さらにテントの多い、その陣地の中央へと向かい、
俺は再び空中から叫ぶ。
「我は、ロ・ゼルターナ神の化身である!!この地から立ち去れぇ!!」
なんか気持ちよくなってきた。
調子にのって脅し文句を叫び続ける。
「"凶"はここには戻っては来ぬ!!立ちされぇ!!」
すると中央にある大きなテントから数人の将官らしき
軍人が出てきて、こちらを指差して何かをぎゃあぎゃあ叫んでいることが分かる。
「見つかりましたか。叫んでいる内容から推測するに、あれは司令官でしょう」
アルデハイト"チッ"と舌打ちすると、そのテントへと急降下していく。
「ちょっと待て。戦うの?」
「はい。見つかったからには、司令官を殺しておかないと
態勢を立て直され、攻め込んでいるクラーゴンさんたちが危険です」
ぐぬぬ。怪我させるのは嫌だしな。
地上へと降り立った俺たちを、数百人の兵士たちが一斉に取り囲む。
アルデハイトそれをうざったそうに見つめて
「タカユキ様、彗星剣をあの旗に向けて一振りしてください」
と近くの三メートルほどのポールの頂上に、
かけられているゴルスバウの旗を指差す。
俺は言われたとおり素早く剣を抜いて、衝撃波を旗へ向けて放つ。
予想通り旗は衝撃波で切り刻まれて、派手な音をたてて倒れる。
「よし。あの正面の兵士に剣を向けて
振る真似をしてください。実際に振らなくても構いません」
言われたとおりにすると、兵士たちが恐怖から左右にザザッと引いて
道ができていく。
「ここで、一押しです。何でもいいから脅してください」
俺は頷くと、前方に向けて声を張り上げた。
「我はロ・ゼルターナの化身である!!我の邪魔をするものは誰だ!!」
俺の異様によく通る大声が周囲に響くと、
一斉に囲んでいた兵士たちが逃げ始める。
そのまま失神した者や、腰を抜かして失禁した者も見える。
俺たちの進んでいく先に居る司令官たちは何とか踏みとどまっているが
恐ろしさで顔が青くなっているようだ。
アルデハイトが冷たい声で訊ねる。
「司令官は、誰だ。

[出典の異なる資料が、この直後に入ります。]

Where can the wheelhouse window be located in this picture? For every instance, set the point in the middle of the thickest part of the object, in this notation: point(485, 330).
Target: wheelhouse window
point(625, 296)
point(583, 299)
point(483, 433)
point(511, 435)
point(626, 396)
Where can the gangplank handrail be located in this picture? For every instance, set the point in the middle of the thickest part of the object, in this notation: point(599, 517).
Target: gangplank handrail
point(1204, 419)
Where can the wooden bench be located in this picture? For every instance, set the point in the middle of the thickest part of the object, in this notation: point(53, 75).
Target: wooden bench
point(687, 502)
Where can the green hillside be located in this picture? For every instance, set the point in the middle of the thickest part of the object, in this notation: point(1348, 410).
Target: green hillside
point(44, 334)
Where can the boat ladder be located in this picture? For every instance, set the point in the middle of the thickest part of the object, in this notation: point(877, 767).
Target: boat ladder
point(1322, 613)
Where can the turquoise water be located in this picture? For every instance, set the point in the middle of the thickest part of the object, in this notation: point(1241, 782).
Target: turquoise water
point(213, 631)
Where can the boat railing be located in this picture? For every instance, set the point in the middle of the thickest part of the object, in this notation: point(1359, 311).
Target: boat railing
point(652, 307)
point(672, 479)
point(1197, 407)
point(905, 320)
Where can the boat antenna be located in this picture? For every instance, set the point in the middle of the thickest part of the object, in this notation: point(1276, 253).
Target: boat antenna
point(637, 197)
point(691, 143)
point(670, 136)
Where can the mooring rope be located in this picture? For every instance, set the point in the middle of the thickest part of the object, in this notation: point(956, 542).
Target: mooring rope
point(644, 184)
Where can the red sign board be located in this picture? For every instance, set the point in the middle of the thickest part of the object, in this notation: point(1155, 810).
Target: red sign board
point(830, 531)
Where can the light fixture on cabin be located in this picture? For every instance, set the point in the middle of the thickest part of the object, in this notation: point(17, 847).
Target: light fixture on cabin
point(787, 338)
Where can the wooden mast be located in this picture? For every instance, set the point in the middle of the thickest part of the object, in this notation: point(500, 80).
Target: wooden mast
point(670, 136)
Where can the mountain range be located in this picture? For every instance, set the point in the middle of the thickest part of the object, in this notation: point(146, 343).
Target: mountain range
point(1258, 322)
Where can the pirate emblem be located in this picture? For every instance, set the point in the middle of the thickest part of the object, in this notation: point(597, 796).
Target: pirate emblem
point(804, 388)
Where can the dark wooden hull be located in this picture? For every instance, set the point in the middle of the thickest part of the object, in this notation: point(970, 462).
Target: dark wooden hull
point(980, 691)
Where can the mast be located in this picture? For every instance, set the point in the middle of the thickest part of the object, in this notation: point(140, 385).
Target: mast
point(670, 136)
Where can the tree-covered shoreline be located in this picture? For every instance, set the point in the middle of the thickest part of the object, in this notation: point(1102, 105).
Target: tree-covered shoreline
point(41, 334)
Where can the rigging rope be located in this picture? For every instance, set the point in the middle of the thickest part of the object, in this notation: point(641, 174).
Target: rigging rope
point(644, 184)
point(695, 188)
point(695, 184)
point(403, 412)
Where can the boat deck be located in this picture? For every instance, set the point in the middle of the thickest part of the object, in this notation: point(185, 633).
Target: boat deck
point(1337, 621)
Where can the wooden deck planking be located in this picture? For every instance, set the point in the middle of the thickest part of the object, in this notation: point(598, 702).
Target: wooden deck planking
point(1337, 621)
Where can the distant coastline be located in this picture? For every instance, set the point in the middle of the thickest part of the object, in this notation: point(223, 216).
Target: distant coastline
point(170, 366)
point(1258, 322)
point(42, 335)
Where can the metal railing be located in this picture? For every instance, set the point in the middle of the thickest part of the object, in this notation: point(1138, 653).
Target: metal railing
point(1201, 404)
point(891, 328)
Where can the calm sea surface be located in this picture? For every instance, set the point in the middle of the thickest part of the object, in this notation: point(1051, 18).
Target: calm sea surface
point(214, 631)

教えよ」
中央の王冠を被って装飾のジャラジャラついた貴族服の太った男を、
恐れおののいた周りの将官たちは一斉に指し示す。
「では、ご主人様。なんなりと」
アルデハイトは俺にうやうやしく一礼すると、一歩下がった。
周囲は全て大人ばかりなのだが、不思議と緊張しない。
本当にライグァークを見たことで鍛えられたらしい。
俺は殺すことはないよなと、少し考えてから
「軍とともに、ゴルスバウへと帰れ!!」
できるだけ低い声を出して、その男を一喝した。
衝撃で泡を噴きそうな男が涎を垂らしながら
必死に何度も頷くのを見るのと同時に、アルデハイトが俺を抱えて素早く飛び上がる。
そのまま北側の要塞内へと俺を降ろすと
「少し、甘いような気もしますが、もうよろしいでしょう。
予想より早めに片付きそうで、よかったです。
私はクラーゴンさんへと作戦成功を伝えてきます」
そう告げて、東側へと飛び立っていった。